La carriera di Alexander Sorloth è stata ed è stranissima, ma a lui non importa e continua a fare gol

L'attaccante (di scorta) dell'Atlético Madrid ha provato tante volte a imporsi nei grandi club, senza riuscirci mai per davvero.

Alexander Sorloth ha 29 anni e ha giocato in otto nazioni diverse: la sua Norvegia, poi la Danimarca, i Paesi Bassi, l’Inghilterra, il Belgio, la Turchia, la Spagna, la Germania. Qualche mese fa è stato scelto dall’Atlético Madrid per integrare un reparto offensivo composto anche da Álvarez, Griezmann, Correa, Samuel Lino e Giuliano Simeone: chiaramente non avrebbe potuto essere un attore protagonista e infatti non lo è stato, non lo è. Ma il punto è che riesce a essere determinante anche in questa veste di comprimario di lusso: per informazioni basta chiedere al Barcellona, a cui ha fatto gol sia nella gara di Liga che in quella di Copa del Rey – e la striscia aperta è ancora più lunga, visto che anche un anno fa, col Villarreal, Sorloth aveva segnato in due partite su due. Proprio contro il Barça è arrivato il suo 13esimo gol stagionale, quarto in Copa del Rey più altri nove in campionato. E si è trattato di un gol speciale all’apice di una partita incredibile: dopo una serie di rimonte e controrimonte, l’attaccante norvegese ha fissato il risultato finale sul 4-4. Al minuto 93′.

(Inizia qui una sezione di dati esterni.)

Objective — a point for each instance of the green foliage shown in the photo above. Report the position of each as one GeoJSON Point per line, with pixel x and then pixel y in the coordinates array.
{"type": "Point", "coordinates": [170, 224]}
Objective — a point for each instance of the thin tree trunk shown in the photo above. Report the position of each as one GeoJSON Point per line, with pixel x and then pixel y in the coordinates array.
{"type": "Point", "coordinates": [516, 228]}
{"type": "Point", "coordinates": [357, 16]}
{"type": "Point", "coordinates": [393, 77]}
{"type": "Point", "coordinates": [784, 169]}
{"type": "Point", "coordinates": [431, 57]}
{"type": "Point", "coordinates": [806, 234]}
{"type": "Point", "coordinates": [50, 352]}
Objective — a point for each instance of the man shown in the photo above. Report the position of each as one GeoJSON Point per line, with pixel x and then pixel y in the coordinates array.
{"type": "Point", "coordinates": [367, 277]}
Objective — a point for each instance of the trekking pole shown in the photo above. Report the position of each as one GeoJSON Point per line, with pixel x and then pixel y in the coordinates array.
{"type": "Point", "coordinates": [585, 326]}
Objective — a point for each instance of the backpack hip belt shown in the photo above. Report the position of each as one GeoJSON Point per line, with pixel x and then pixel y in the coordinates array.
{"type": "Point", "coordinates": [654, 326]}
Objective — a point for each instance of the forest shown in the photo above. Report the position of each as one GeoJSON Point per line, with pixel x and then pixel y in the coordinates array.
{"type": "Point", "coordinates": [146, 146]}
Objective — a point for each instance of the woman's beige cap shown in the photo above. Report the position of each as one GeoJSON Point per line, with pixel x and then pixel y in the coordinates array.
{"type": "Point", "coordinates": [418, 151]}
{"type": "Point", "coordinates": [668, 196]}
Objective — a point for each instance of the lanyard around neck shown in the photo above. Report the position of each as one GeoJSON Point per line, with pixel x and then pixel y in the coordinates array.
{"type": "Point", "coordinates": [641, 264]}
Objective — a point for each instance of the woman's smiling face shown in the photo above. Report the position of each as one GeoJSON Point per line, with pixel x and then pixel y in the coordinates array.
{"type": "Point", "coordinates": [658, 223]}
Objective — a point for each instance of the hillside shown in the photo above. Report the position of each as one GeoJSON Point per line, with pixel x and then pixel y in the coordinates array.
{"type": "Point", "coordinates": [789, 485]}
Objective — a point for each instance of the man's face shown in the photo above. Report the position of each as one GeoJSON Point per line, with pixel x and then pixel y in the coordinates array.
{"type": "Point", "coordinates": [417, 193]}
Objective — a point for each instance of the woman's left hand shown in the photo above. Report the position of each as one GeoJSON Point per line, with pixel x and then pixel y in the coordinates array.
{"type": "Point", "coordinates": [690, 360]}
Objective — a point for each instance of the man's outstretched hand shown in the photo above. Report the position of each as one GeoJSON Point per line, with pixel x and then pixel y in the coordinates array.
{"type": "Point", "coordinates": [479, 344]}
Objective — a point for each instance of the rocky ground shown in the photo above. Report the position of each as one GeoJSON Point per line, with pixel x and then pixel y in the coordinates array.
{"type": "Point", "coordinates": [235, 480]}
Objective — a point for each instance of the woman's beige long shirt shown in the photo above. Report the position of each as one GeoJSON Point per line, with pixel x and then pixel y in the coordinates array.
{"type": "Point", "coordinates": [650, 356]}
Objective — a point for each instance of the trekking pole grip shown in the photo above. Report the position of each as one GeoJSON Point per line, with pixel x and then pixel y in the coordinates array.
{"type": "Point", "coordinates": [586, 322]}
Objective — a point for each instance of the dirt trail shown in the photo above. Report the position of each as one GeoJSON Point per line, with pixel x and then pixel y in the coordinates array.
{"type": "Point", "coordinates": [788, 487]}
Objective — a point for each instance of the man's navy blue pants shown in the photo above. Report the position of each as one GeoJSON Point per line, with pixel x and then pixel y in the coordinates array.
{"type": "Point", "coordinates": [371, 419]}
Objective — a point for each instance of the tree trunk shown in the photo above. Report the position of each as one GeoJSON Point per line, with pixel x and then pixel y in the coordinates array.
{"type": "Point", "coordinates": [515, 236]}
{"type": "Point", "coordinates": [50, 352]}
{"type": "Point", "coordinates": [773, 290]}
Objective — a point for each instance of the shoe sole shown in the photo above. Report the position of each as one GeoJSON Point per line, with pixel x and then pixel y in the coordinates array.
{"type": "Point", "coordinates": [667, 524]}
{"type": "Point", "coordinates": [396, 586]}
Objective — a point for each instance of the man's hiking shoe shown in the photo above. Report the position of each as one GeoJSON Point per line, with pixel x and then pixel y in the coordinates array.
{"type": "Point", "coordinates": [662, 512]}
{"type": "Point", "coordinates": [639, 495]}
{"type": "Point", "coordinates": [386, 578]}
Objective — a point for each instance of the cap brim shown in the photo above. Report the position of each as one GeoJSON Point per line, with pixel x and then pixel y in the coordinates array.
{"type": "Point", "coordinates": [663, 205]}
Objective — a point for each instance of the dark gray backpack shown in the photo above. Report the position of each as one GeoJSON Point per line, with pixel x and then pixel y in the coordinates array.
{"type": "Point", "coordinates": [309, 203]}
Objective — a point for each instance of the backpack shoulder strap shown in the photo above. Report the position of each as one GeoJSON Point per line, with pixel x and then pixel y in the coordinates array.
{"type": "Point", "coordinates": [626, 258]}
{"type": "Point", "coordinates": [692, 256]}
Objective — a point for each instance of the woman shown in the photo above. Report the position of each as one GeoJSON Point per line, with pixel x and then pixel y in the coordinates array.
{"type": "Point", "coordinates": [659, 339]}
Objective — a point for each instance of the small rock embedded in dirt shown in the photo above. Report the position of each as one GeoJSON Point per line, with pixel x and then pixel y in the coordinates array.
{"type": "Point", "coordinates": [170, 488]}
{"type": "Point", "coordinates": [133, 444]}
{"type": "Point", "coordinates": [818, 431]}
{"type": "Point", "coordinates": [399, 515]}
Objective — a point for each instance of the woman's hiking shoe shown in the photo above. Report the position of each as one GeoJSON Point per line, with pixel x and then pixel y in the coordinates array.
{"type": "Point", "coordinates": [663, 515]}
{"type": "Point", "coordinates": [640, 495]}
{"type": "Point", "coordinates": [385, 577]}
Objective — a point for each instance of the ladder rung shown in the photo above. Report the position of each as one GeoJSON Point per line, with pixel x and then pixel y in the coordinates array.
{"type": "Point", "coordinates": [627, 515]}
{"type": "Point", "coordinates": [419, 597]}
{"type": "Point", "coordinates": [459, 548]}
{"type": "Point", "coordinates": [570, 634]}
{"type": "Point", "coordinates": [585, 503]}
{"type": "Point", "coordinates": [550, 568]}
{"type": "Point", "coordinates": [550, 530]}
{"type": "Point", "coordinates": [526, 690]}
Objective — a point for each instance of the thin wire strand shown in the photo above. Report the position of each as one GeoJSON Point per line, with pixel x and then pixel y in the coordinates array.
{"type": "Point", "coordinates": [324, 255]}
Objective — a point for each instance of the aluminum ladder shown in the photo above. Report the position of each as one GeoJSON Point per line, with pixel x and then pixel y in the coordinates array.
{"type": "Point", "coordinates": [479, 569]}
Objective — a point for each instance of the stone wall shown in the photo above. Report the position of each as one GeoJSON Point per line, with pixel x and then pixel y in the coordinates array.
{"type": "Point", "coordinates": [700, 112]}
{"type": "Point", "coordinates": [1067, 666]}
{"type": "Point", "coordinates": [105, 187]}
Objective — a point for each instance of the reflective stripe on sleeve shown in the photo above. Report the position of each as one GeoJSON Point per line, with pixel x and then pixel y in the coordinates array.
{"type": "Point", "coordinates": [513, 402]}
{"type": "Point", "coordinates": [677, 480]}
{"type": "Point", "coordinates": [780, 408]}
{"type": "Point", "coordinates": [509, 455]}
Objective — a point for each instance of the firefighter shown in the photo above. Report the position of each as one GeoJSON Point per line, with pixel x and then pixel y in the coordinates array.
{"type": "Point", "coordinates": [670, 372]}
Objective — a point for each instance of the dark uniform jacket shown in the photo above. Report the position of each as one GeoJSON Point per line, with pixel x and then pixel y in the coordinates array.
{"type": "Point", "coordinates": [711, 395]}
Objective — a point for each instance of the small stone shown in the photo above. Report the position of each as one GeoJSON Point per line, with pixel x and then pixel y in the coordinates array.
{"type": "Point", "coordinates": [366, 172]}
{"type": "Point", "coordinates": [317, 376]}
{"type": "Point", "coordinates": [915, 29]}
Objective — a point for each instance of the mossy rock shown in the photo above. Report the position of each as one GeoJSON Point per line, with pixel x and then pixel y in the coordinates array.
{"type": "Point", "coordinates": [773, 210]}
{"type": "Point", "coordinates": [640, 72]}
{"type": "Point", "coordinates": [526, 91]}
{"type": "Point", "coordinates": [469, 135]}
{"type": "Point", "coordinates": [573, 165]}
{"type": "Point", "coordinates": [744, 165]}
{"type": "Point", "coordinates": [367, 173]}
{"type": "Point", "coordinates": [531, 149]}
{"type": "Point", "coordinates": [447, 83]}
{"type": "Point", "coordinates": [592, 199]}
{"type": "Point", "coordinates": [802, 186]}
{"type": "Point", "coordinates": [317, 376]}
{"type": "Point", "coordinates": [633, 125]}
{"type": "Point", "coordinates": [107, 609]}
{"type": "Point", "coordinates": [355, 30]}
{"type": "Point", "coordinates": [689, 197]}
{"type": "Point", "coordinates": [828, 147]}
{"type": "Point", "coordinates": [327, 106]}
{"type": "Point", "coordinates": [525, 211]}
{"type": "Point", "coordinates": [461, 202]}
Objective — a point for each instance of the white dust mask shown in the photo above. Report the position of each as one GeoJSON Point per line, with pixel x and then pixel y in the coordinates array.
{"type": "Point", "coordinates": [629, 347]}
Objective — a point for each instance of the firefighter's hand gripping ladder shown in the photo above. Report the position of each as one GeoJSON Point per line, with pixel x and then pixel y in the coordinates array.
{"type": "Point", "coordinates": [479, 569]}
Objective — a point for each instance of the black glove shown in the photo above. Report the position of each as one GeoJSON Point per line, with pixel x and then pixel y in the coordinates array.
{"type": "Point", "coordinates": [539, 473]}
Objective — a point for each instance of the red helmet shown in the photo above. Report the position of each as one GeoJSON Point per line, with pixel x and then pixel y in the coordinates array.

Questa è un’altra caratteristica a dir poco interessante di Sorloth: è decisivo nei momenti decisivi delle partite. A dirlo sono i numeri: sette dei suoi 13 gol sono arrivati dopo il minuto 80′; quattro, invece, sono arrivati addirittura nei tempi supplementari. Inoltre, l’attaccante norvegese è una specie di cecchino infallibile anche quanto va in campo dopo una sostituzione: nei cinque campionati top in Europa, nessuno ha segnato più gol di lui (cinque più uno in Copa del Rey) dopo essere subentrato nella ripresa.

La stagione stramba di Sorloth, sospesa tra la panchina e la grandezza, sembra un riassunto illustrato della sua carriera: dopo gli ottimi inizi in Norvegia, prima al Rosenborg e poi al Bodo/Glimt, ha cercato di imporsi prima in Eredivisie (col Groningen), e poi in Premier (con il Crystal Palace), ma non è mai riuscito a esplodere davvero. Ogni volta era costretto a un passo indietro: si è riciclato al Midtjylland, al Gent, fino a che non è arrivata la grande stagione in Turchia, al Trabzonspor. In riva al Mar Nero, il centravanti norvegese ha messo insieme 33 gol in 41 partite, guadagnandosi la chiamata del Lipsia. Altro passo falso: dopo una sola stagione era già alla Real Sociedad, dove non ha incantato ma almeno è riuscito ad avere una certa continuità di rendimento (24 gol in 90 partite). Infine, come in un crescendo rossiniano, 26 gol in 41 partite al Villarreal.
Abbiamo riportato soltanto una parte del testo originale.